1 July to 31 October:
Saturday and Sunday, 1pm to 5pm

1 November to 30 June:
Closed

Check here for unexpected closures
 

History

For more than 130 years, from 1839 to 1973, Biggar Gasworks made coal gas for the town and surrounding district. It was one of the first small-town gasworks to open in Scotland, and among the last to close.

The gasworks passed into state care soon after its doors shut, to be preserved as a lasting reminder of an industry that benefited all of Scotland’s citizens.

Another Scottish first

In the 1780s, Archibald Cochrane came across coal gas while heating coal to obtain tar, for use in preserving ships’ timbers. He was able to use this ‘waste product’ to light some rooms in his home at Culross, Fife.

Experimenting with coal gas was one thing. Solving the technical and commercial problems of creating a large-scale industry was an entirely different matter. Step forward another Scot, William Murdoch, from Ayrshire. In 1806, while working for the Boulton & Watt Company, he designed the first large-scale installation, at a Manchester cotton mill.

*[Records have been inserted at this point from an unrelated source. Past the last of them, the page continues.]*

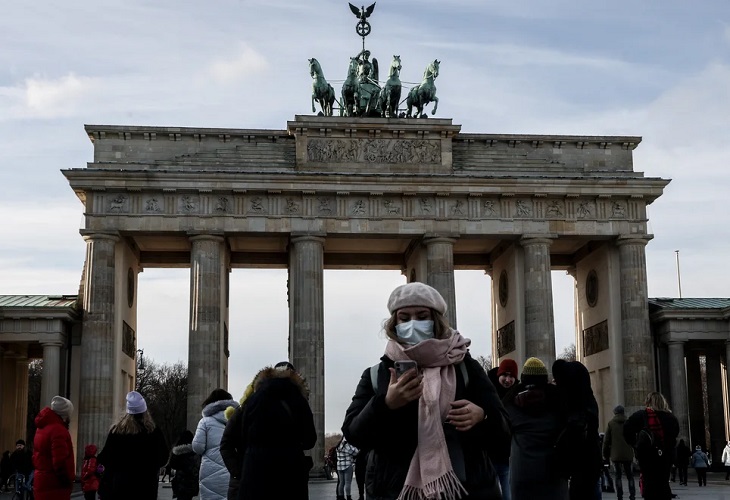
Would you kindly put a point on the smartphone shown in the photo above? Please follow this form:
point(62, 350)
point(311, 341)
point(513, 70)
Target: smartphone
point(403, 366)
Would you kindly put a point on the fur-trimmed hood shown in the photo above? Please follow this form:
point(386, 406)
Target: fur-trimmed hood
point(182, 449)
point(269, 374)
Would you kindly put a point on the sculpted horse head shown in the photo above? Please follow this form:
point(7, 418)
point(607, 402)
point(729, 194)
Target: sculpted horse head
point(322, 92)
point(422, 94)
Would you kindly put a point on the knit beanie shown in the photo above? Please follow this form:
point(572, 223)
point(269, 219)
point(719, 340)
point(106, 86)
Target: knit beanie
point(135, 403)
point(62, 407)
point(534, 372)
point(508, 366)
point(416, 294)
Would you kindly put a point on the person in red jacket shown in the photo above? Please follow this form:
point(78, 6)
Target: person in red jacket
point(89, 474)
point(53, 455)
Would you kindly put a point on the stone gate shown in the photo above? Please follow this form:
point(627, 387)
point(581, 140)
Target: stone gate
point(416, 195)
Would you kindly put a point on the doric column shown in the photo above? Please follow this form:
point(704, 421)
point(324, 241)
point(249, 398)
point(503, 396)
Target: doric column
point(306, 325)
point(715, 406)
point(697, 420)
point(7, 418)
point(635, 333)
point(205, 341)
point(21, 396)
point(97, 372)
point(440, 272)
point(51, 374)
point(539, 322)
point(678, 387)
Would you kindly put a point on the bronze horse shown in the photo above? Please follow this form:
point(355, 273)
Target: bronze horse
point(422, 94)
point(322, 92)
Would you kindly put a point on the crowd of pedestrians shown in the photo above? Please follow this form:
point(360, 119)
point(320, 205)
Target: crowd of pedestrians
point(425, 422)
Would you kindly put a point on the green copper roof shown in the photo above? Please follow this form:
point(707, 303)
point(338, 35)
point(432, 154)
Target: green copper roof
point(690, 303)
point(38, 300)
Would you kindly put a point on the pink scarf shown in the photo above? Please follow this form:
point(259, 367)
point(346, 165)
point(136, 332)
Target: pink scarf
point(431, 475)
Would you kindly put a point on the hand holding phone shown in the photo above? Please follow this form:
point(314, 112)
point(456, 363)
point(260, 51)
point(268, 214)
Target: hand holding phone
point(403, 366)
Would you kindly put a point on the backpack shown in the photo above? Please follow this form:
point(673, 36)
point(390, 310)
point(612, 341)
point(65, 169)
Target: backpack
point(649, 443)
point(374, 375)
point(332, 456)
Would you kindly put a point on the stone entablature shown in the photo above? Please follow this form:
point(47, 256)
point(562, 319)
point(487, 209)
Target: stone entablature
point(386, 146)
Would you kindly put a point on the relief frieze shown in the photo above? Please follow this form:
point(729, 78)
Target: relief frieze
point(402, 151)
point(119, 204)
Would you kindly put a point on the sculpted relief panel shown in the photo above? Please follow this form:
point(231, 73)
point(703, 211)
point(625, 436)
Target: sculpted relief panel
point(360, 205)
point(402, 151)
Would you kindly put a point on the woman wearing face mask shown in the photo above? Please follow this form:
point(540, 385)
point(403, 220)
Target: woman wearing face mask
point(428, 430)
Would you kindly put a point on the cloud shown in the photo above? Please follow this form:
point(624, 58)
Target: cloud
point(243, 64)
point(48, 98)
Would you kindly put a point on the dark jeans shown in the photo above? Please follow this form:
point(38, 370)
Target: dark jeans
point(701, 476)
point(618, 467)
point(682, 470)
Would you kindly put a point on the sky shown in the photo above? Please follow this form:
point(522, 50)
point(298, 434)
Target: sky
point(659, 69)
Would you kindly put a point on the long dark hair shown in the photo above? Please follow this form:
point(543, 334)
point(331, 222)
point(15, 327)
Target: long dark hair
point(217, 395)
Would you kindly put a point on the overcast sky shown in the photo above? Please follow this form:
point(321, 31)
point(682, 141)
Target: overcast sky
point(659, 69)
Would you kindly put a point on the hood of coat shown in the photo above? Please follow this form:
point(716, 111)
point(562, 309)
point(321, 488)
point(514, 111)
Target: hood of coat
point(271, 375)
point(216, 409)
point(619, 417)
point(182, 449)
point(48, 417)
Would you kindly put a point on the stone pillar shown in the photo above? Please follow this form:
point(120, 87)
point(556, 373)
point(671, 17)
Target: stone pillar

In 1812, Friedrich Winzer, a German, established the world’s first public gas undertaking, in London. By 1815, the Chartered Gas Light & Coke Company had laid 26 miles of gas pipe. Glasgow got its first supply in 1817, Edinburgh in 1818. Biggar was among the first small towns to convert to gas, in 1839, the year Murdoch died.

Industrial time capsule

Biggar Gasworks is remarkably complete – even the coal barrows and shovels remain. Buildings and equipment have been renewed and replaced over the years, but almost everything is in place.

You will find:

  • coal sheds
  • gas retorts
  • condenser
  • exhauster
  • purifiers
  • gas meter
  • holders
  • office and showroom

The gasworks opened in 1839 and evolved over its 130-year life to meet demand and to keep pace with technological innovations.

The retort house built in 1839 is the oldest building on site. It was stripped of its coal-fired retorts in 1914 and ended up as the coal store. (At that time, the gasman was using 400 tons of coal per year to serve 320 consumers and power more than 100 street lights.) A new retort house, complete with purifying equipment, replaced the old one.

The building that now contains the visitor centre and display was put up in 1858 to house the gasman and his family. John Ramsay, from Carluke, was the first tenant.

The two gas holders originally installed in 1858 and 1879 were rebuilt in 1918 and 1939 respectively.

It is the only preserved gasworks left in Scotland.